Reassignment of customs officers threatens busiest commercial land port of entry in U.S.
The assignment started as a feature on a liquefied natural gas company that is trucking LNG into the Mexican market. It ended up in a 6-mile line of tractor-trailers waiting to cross the border from Mexico into the United States at Laredo.
Out of the nearly $612 billion of imports and exports between Mexico and the United States in 2018, more than 37 percent came through either the Texas Mexican Railway International Bridge, World Trade Bridge or Colombia Solidarity Bridge in Laredo.
The combined trade activity at the three bridges makes the Laredo Port of Entry the busiest commercial land port in the United States.
Francisco García-Cabeza De Vaca, the governor of the Mexican state of Tamaulipas, gave Houston Chronicle photographer Marie D. De Jesús and me nearly unlimited access to areas of the World Trade Bridge that his state controls in Nuevo Laredo. The pro-business governor wanted to show what happened when the Trump administration reassigned customs officers to help process Central American asylum-seekers in El Paso and the Rio Grand Valley. It was pretty bad.
Cross-border deliveries that normally take truck drivers 30 minutes or less were taking hours. A nightmare traffic jam that included at least two lanes of 18-wheelers extended more than 6 miles deep into Mexico.
At their mercy
Miguel Angel Perez-Salas, traffic director for the Mexican side of the World Trade Bridge, toured the traffic jam aboard an all-terrain vehicle — zipping down medians and fearlessly weaving through the lumbering, northbound trucks. Previous traffic jams have gone as far as 22 miles deep into Mexico and have been caused by severe weather, bomb threats that shut down the bridge and confusion over holiday hours. This time, the cause of the slowdown is on the American side of the border.

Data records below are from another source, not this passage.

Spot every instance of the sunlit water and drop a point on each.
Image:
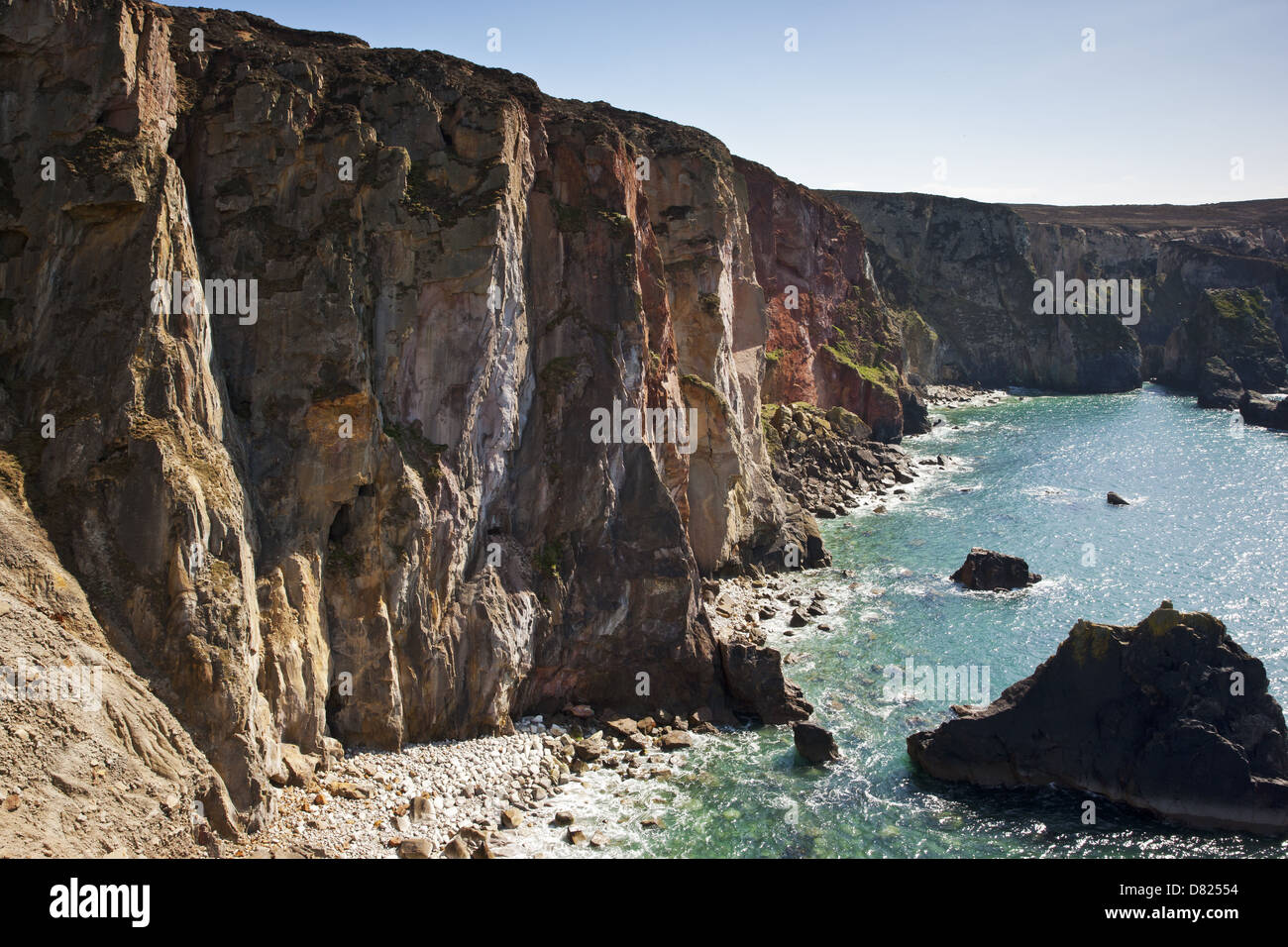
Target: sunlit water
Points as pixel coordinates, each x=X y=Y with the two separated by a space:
x=1207 y=528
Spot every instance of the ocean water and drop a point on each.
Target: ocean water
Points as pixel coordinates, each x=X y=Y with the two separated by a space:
x=1207 y=528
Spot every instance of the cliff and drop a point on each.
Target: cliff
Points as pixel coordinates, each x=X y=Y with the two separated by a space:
x=356 y=488
x=970 y=268
x=832 y=341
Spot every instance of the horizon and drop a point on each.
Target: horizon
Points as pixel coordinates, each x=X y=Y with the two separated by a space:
x=953 y=99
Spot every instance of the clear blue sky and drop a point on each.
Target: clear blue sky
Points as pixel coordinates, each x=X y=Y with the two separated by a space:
x=1003 y=91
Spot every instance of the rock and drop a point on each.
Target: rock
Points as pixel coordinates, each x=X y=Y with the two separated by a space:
x=677 y=740
x=299 y=767
x=348 y=789
x=456 y=848
x=621 y=727
x=988 y=571
x=814 y=744
x=758 y=686
x=415 y=848
x=1263 y=412
x=1141 y=715
x=1219 y=385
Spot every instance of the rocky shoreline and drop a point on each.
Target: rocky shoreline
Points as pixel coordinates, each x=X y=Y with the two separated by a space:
x=469 y=797
x=481 y=797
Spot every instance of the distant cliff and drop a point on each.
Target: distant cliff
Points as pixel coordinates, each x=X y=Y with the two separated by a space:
x=970 y=268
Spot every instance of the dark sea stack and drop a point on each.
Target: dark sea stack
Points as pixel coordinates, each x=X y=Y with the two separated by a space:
x=988 y=571
x=1258 y=410
x=814 y=744
x=1170 y=716
x=1220 y=385
x=758 y=686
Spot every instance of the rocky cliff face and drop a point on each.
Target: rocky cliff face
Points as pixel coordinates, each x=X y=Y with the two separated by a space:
x=832 y=341
x=355 y=489
x=970 y=268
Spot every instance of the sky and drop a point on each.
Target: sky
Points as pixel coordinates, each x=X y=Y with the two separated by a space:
x=1166 y=102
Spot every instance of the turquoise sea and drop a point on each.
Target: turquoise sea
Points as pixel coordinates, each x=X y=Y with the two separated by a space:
x=1207 y=527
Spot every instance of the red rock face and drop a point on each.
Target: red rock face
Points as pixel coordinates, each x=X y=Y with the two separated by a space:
x=403 y=526
x=831 y=341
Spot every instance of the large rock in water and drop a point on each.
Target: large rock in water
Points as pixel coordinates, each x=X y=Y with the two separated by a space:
x=1219 y=385
x=814 y=744
x=1171 y=716
x=988 y=571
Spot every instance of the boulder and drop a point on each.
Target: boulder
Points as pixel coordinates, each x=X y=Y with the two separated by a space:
x=677 y=740
x=415 y=848
x=1170 y=716
x=1262 y=411
x=814 y=744
x=756 y=685
x=1219 y=385
x=988 y=571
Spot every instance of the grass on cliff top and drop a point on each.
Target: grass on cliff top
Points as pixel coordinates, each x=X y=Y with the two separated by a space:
x=883 y=375
x=419 y=449
x=426 y=197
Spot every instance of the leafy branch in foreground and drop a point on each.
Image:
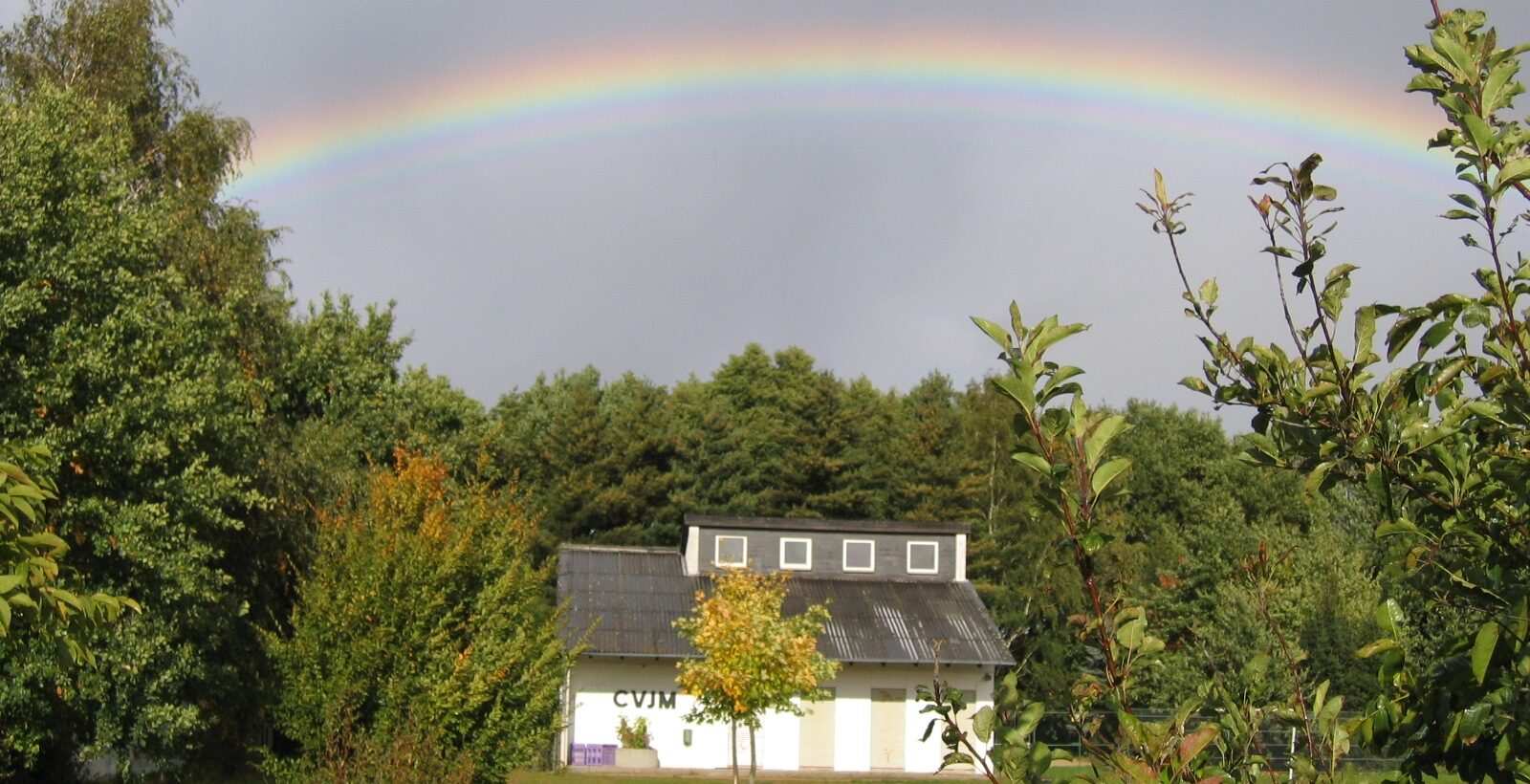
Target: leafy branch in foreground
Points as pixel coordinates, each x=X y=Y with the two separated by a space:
x=31 y=555
x=1440 y=442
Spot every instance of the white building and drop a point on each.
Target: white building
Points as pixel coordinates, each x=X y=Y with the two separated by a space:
x=899 y=598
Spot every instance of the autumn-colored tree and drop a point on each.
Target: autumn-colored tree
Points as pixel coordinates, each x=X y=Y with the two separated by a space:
x=754 y=659
x=423 y=633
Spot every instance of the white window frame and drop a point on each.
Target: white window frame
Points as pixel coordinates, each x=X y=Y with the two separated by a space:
x=716 y=552
x=805 y=565
x=909 y=555
x=845 y=555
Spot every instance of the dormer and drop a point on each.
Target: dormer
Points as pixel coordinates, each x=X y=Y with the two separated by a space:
x=880 y=550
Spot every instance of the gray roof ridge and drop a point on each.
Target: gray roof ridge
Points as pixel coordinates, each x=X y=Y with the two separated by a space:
x=754 y=521
x=623 y=549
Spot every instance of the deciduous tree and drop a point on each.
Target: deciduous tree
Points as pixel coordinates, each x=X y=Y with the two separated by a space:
x=754 y=659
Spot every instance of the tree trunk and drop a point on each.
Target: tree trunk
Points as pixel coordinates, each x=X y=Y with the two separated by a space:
x=752 y=753
x=733 y=741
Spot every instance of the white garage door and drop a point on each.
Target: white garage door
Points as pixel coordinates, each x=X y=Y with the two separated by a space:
x=818 y=732
x=886 y=730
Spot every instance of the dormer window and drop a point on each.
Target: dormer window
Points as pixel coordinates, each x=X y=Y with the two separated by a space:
x=796 y=553
x=861 y=555
x=925 y=557
x=731 y=552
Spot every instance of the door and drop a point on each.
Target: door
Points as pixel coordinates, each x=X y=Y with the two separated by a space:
x=886 y=730
x=818 y=733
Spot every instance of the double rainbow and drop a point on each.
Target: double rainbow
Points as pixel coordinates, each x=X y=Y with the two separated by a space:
x=922 y=76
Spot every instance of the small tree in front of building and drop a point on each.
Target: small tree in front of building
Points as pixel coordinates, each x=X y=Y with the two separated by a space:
x=754 y=659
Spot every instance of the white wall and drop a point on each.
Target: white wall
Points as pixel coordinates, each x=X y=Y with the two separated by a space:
x=596 y=682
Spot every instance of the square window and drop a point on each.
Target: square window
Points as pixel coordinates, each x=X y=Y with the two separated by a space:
x=796 y=553
x=861 y=555
x=925 y=557
x=731 y=552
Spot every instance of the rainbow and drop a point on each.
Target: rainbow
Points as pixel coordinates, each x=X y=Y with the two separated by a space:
x=1017 y=76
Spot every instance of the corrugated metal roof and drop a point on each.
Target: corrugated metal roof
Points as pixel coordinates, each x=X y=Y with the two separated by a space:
x=629 y=598
x=800 y=524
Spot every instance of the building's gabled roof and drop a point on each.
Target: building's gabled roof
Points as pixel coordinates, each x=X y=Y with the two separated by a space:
x=799 y=524
x=624 y=600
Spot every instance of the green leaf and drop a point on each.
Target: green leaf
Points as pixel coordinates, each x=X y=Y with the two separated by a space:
x=1017 y=391
x=1209 y=292
x=1379 y=646
x=1192 y=745
x=1483 y=649
x=1512 y=172
x=1030 y=717
x=994 y=331
x=983 y=723
x=1478 y=132
x=1389 y=618
x=1033 y=461
x=1106 y=473
x=1101 y=438
x=1132 y=633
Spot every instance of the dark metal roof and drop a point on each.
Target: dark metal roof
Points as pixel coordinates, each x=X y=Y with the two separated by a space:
x=799 y=524
x=627 y=599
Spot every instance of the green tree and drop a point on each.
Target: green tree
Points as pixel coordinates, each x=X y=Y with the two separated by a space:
x=111 y=360
x=754 y=659
x=30 y=562
x=1440 y=442
x=426 y=619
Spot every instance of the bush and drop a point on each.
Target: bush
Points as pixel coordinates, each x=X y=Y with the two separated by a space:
x=426 y=608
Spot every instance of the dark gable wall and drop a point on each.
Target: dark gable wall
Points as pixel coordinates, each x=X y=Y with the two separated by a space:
x=892 y=552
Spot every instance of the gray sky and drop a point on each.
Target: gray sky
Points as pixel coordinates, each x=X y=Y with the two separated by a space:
x=863 y=236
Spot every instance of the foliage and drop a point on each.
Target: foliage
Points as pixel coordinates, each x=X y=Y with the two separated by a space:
x=30 y=562
x=111 y=359
x=1438 y=442
x=426 y=610
x=1009 y=725
x=634 y=735
x=407 y=755
x=754 y=659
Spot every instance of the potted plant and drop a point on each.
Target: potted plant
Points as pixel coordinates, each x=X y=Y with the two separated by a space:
x=635 y=751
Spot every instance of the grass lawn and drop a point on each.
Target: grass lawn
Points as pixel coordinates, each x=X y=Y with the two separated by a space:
x=776 y=778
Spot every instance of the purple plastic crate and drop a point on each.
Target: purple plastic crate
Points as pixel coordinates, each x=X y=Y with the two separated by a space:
x=593 y=753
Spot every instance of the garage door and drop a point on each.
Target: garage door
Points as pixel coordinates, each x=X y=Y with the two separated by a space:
x=886 y=730
x=818 y=732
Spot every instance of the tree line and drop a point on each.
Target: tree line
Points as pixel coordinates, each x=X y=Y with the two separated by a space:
x=264 y=478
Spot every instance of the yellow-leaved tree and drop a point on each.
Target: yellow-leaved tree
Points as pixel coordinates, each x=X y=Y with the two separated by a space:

“The lanes are all open today but we’re at the mercy of U.S. Customs,” Perez-Salas said.
Engine noise and smell of diesel exhaust filled the air as the 18-wheelers slowly inched toward the border. A patch of yellow wildflowers in the median offered the only splash of color on a gray and cloudy day.
Perez-Salas oversees a team of more than two dozen men and women responsible for directing the 18-wheeler traffic. In addition to dealing with fender benders and semitrucks that either break down or run out of fuel, they also send drivers back to the end of the line if they try to cut.
“I know it’s dizzying at first but you get used to the traffic and you get to know the drivers,” Perez-Salas said atop an overpass that gave a bird’s-eye view.
Facing hourslong waits, truckers do what they can to pass the time. During slow periods, some get out and stretch their legs. With no public restrooms and long waits, some truck drivers have to get out of cabs to urinate. Others stuck in traffic buy tacos, snacks and drinks from vendors along the roadway.
Long, strange trip
U.S. Rep. Henry Cuellar, DLaredo, is urging U.S. Customs and Border Protection to hire private contractors to process and transport migrants and end the reassignments. Out of the 750 customs officers who were reassigned, at least 300 of them came from the Laredo Field Office, Cuellar said.
“It is absolutely essential that we bring back and retain CBP officers at our ports of entry in order to allow us to process legitimate trade and travel in an efficient manner,” said Cuellar, whose district stretches from the western end of the Rio Grande Valley to Laredo and to San Antonio.
By the way, the LNG trucks made it into Mexico. But I’m not sure how long it took them to get back.